Myloperoxidase (MPO)

- can help identify cytoplasmic granules characteristic of myeloid cells (i.e. leukocytes that are not lymphocytes).
- can be used to screen peripheral blood samples for indications of myelogenous leukemia, a cancer of the white bllod cells.


Nissl Stains

- are basic dyes
- can be used to stain RNA and DNA
- can be used to see Nissl bodies (which are also known as "Nissl granules" and as "tigroid bodies") in neurons.


Nuclear Fast Red

- can be used to stain cell nuclei red (the cytoplasm will be unstained or yellow)


Oil Red O

- a fat satain
- can identify neutral lipids and fatty acids in smears and tissues
- fresh smears or cryostat sections of tissue are necessary because fixatives containing alcohols, or routine tissue processing with clearing, will remove lipids
- a simple and rapid stain.
- can be used to identify fat emboli in lung tissue or clot sections of peripheral blood
- can be used to stain lipids red (nuclei stain blue / black).


Orcien Stain

- can be used to stain for elastin fibres


Osmium Tetroxide

- can be used to stain lipids


Papanicolaou Stain

- a staining technique that involves five dyes in three solutions.
- mainly used on exfoliated cytological specimens
- examples of use incl. gynecological smears (Pap smears), sputum, urine, cerebrospinal fluid, abdominal fluid, pleural fluid, synovial fluid, semminal fluid


Periodic Acid-Schiff (PAS)

- a Mucin stain (listed above)
- used for staining glycogen and other carbohydrates
- used to show glomeruli, basement membranes, and glycogen in the liver


Perl's Iron Stain

- can be used to reveal the presence of iron in biological tissues.

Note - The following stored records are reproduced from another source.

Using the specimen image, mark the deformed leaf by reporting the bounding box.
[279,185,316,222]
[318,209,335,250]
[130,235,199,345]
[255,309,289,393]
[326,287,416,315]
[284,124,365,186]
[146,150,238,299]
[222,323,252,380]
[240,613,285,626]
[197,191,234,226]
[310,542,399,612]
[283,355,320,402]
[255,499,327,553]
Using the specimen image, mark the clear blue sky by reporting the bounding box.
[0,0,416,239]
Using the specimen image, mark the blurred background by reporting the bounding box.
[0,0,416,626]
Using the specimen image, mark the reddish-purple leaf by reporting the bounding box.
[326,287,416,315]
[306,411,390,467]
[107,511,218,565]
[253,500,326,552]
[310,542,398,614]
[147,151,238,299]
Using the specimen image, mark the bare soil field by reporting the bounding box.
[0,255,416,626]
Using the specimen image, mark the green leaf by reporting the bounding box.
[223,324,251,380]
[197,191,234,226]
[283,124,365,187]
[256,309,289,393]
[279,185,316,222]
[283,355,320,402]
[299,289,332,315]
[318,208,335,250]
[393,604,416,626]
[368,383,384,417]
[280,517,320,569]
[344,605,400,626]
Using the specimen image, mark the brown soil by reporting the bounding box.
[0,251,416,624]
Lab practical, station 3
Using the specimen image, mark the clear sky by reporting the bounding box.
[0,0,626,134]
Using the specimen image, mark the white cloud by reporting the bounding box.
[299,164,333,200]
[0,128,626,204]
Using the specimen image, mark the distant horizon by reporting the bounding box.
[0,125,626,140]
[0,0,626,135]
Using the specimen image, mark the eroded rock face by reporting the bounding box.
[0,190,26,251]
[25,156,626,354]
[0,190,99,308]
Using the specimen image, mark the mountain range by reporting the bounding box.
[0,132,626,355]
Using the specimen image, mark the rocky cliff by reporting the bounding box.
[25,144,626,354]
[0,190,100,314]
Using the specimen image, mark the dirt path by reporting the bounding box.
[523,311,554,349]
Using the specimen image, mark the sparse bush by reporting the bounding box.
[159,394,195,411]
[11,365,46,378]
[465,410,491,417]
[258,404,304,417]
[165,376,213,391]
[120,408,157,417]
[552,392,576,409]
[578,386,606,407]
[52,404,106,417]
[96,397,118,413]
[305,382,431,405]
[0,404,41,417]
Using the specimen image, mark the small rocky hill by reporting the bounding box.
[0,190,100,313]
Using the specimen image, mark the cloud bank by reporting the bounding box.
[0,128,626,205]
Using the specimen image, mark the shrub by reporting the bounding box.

Phosphotungstic Acid-Hematoxylin (PTAH)

- can be used to stain striated muscle fibres and mitochondria, also to reveal some specific disease processes in the central nervous system (CNS)
- sometimes used to check for tumours in skeletal muscle


PicroSirius Red (polarized)

- can be used to identify collagen fibres when used with polarised light


Prussian Blue

- can be used to stain iron (both ferric iron and ferritin).


Reticular Fiber Stain

- sometimes called 'Weigert's Stain' (also listed below)
- uses silver salt
- stains reticular fibres black, usually stains collagenous fibres purple


Romanowsky Stains

- can be used for blood and bone marrow tissue samples


Safranin O

- can be used to stain mucin, cartilage and mast cells


Schmorl's Stain

- can be used to show canaliculi and lamellae in bone sections
- not a classical 'stain' but made-up of two colouring agents that work together


Silver Stain(s)

- used to show melanin and reticular fibres (argyrphilic tissue has an affinity for silver salts; argyrophilic cells bind silver salts, hence silver salts will be seen in argyrphilic tissues)


Sudan Stains

- a group of stains, incl. Sudan Black, Sudan IV, and oil red O (also listed here, above)
- generally used for staining lipids and phospholipids



- can be used to stain cytoplasm, cartilage, and red blood cells


Toluidine Blue

- can be used to stain mast cells


Van Gieson

- sometimes used in conjunction with iron hematoxylin.
- can be used to differentiate between collagen and smooth muscle.


Verhoeff Stain

- sometimes called 'Verhoeff's Hematoxylin'
- used to study connective tissue, esp. elastic fibres
- can be used to look at lung tissue and arteries


Von Kossa Stain

- used to indicate calcium and calcium deposits


Weigert's Elastic Stain

- can be used to stain elastic fibres


Wright's Stain

- based on a blend of dyes, such as methylene blue derivatives and acid dyes e.g. eosin
- used for blood smears and bone marrow smears

This is just a list of short notes about some well-known histology stains. There are many other histology stains and also much more to know about these histology stains. Examples of 50 histology stains are included here to give students of first-level courses in human anatomy & physiology and human biology a general idea of the range of histology stains in common use.